Increased media coverage of concussions, high profile players like Sidney Crosby suffering from the ill effects of head injuries and former NHLers launching legal action against the league over the issue, has led some parents to shy away from getting their kids involved in hockey.
In some respects we understand their frustrations and concerns. Attempts have been made to reduce concussions through better physical conditioning, innovations in protective gear, teaching athletes safer ways to hit and get hit, altering rules of contact and stricter enforcement of those rules. Yet, head injuries persist at alarming rates.
Recent studies show that software originally designed to train Israeli fighter pilots offers a different take on injury prevention: avoiding dangerous on ice situations altogether via cognitive training.
OMHA.net recently featured an article on how the Hockey IntelliGym can improve a player`s on ice performance by training their brain off ice. Likewise, the cognitive aspects that make players better – things like spatial awareness, anticipation of plays and decision making – have also been found to make them safer.

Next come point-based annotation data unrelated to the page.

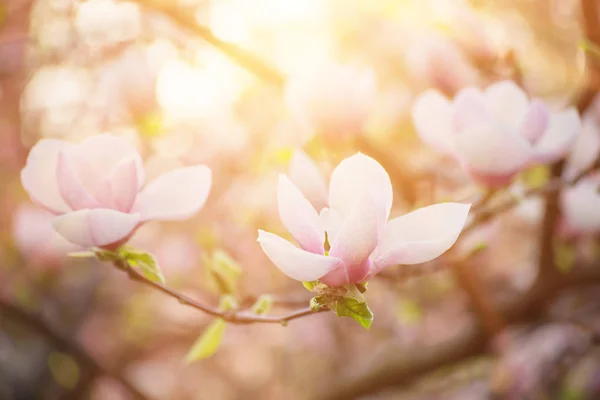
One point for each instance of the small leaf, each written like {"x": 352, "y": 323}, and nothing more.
{"x": 208, "y": 343}
{"x": 145, "y": 262}
{"x": 82, "y": 254}
{"x": 263, "y": 304}
{"x": 564, "y": 257}
{"x": 225, "y": 270}
{"x": 310, "y": 285}
{"x": 355, "y": 309}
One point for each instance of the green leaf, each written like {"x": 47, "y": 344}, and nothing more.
{"x": 208, "y": 343}
{"x": 263, "y": 304}
{"x": 355, "y": 309}
{"x": 145, "y": 262}
{"x": 225, "y": 270}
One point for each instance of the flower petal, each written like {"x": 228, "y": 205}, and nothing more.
{"x": 508, "y": 103}
{"x": 299, "y": 216}
{"x": 432, "y": 117}
{"x": 294, "y": 262}
{"x": 98, "y": 227}
{"x": 421, "y": 235}
{"x": 580, "y": 205}
{"x": 71, "y": 189}
{"x": 535, "y": 122}
{"x": 175, "y": 195}
{"x": 39, "y": 175}
{"x": 492, "y": 150}
{"x": 308, "y": 178}
{"x": 585, "y": 150}
{"x": 119, "y": 190}
{"x": 356, "y": 176}
{"x": 357, "y": 236}
{"x": 97, "y": 155}
{"x": 560, "y": 135}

Research suggests that most hockey injuries – especially head injuries – occur due to unanticipated contact. When players are aware of a potential impact, they can avoid it completely, or at least prepare their body accordingly. By increasing spatial awareness, the likelihood of unanticipated contact can significantly decrease. This is especially relevant in minor hockey, where physical development takes effect at a varying pace.
Think about Gretzky, the ultimate example of hockey sense. A smaller guy, and certainly not the fastest, he never got hit because of his unmatched ability to know what was going on all over the ice. The lack of unanticipated contact he suffered over his career goes a long way to explaining his longevity and success.
The proof is in the data. USA Hockey, who helped develop the Hockey IntelliGym, has been working with the IntelliGym to train its youth national teams since 2009. Subsequently, the squads have been extremely successful, winning 4 consecutive IIHF under-18 World Championships in the last 5 years. However, perhaps more interestingly for parents, the study found that cognitive training also had a dramatic impact on the safety of IntelliGym trainees. Since USA Hockey implemented the program, the rate of on ice injuries dropped by 14% and head injuries by 27%.
Since USA Hockey implemented the program, the rate of on ice injuries dropped by 14% and head injuries by 27%.
Yes, hockey is a physical sport and injuries may occur. However, this data suggests that injury prevention is not about taking the fun, speed or thrill out of the game. Rather the answer is to create more aware players, who are less prone to unanticipated contact.
Cognitive training programs such as the Hockey IntelliGym may be the answer.
As kids get bigger and better skilled, the game becomes much faster and more physical. By the time they reach atom, at around 10 years-old, collisions are a serious concern. The program is specifically designed to adapt to any player 10 and up with at least two years of on-ice experience. Players train twice a week for approximately 30 minutes per session, which makes the IntelliGym easy to integrate into an overall training regimen.